When you plan your content calendar, it’s important to think about frequency. Maybe you aim to share on social media daily, blog twice weekly, publish an enewsletter monthly and offer an ebook biannually. As I work with clients on content planning — a process I love and believe is essential — the most common questions I get are: How much content should I produce? How often do I need to post?
SEO folks say the more we post, the better. Of course, it’s great if content is plentiful. But not just for the sake of volume. Ultimately, I argue that what matters is the quality of your content.
Producing quality shows customers and prospects you value quality.
If you post content just for the sake of posting content, you demonstrate to your audience that you don’t value quality. And if you don’t value quality in your marketing, where else might you not value quality? That’s not a good message to send.

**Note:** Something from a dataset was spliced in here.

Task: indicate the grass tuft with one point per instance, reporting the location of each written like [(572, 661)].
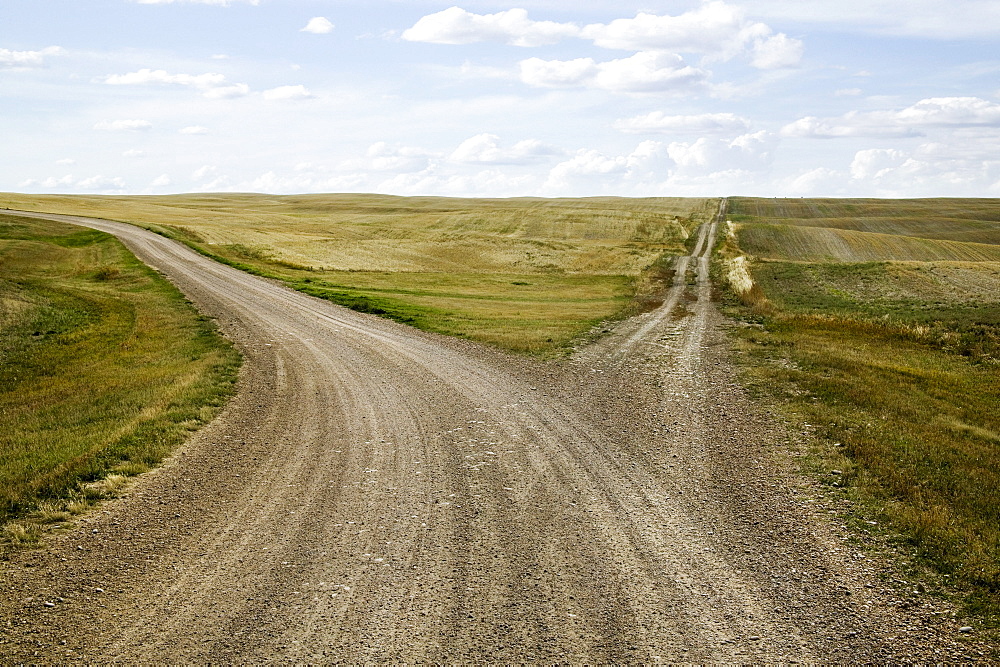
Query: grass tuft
[(896, 362)]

Quality content brings people back and engenders trust.
I don’t have to tell you, as content creators, we are contributing to a universe that is already oversaturated with marketing messages. (Side note: I encourage you to check out this TED Radio Hour episode on attention.) But I do believe when you take the time to be strategic and thoughtful with your content — and to produce content that is actually useful to your audience — that people will choose to return to you. They’ll learn they can trust you. Crappy content doesn’t do that.

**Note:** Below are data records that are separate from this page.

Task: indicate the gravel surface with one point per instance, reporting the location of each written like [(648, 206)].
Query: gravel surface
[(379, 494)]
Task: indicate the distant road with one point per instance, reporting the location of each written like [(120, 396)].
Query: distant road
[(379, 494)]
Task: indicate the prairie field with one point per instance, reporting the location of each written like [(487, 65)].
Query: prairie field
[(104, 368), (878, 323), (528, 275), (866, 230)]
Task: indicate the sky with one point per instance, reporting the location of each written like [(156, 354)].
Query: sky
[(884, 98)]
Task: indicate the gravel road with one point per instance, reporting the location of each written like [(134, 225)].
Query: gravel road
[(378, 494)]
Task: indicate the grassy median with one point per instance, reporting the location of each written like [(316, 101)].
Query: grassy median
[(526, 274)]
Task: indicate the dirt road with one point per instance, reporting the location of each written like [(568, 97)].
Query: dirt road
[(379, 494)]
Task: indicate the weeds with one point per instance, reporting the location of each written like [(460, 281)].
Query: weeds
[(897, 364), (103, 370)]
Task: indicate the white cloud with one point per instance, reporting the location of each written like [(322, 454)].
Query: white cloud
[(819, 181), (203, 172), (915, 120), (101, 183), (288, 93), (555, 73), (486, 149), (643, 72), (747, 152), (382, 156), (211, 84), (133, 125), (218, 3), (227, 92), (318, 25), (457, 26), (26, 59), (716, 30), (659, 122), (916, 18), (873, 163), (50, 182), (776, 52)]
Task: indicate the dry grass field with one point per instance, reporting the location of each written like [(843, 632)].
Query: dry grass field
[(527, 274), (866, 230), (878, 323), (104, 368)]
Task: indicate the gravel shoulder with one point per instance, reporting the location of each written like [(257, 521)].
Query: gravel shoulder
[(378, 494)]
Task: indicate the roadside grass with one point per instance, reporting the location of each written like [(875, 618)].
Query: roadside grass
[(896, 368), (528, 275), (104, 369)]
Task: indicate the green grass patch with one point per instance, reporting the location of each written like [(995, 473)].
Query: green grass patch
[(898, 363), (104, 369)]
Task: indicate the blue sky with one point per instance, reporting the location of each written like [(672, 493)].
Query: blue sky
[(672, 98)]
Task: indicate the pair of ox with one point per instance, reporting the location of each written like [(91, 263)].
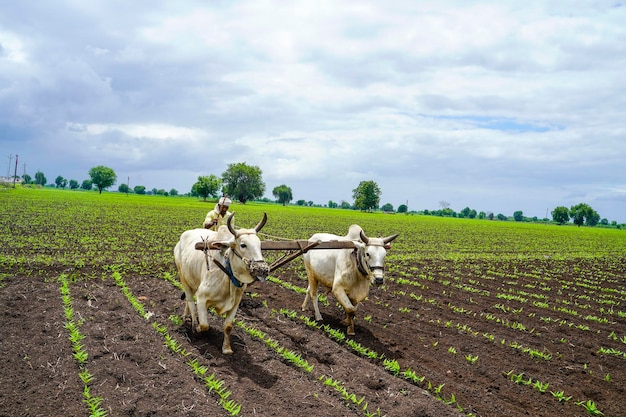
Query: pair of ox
[(347, 272)]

Quality over quantity shows respect for your audience.
Producing content regularly is smart, we know, because it helps keep you top of mind. But it’s more important to demonstrate you know your audience’s time is valuable. Don’t waste it.
Quality content is a better investment.
A few solid case studies, well-researched white papers or entertaining podcasts are invaluable compared with numerous thrown-together articles. Useful content can be repurposed and repackaged for use again and again.
A Different Approach
When we talk about content frequency, resources often drive the conversation: How much time do we have to put something together? How much money can we spend? But what we should be asking ourselves before anything else is what our audience desires. What information are they seeking? What can we offer that they can’t get anywhere else? How much time do we expect them to spend with our content? How would they like to receive information?
Once we figure out the answers to those questions, then budget and frequency should be considered. That’s how you’ll get the most out of your marketing dollars.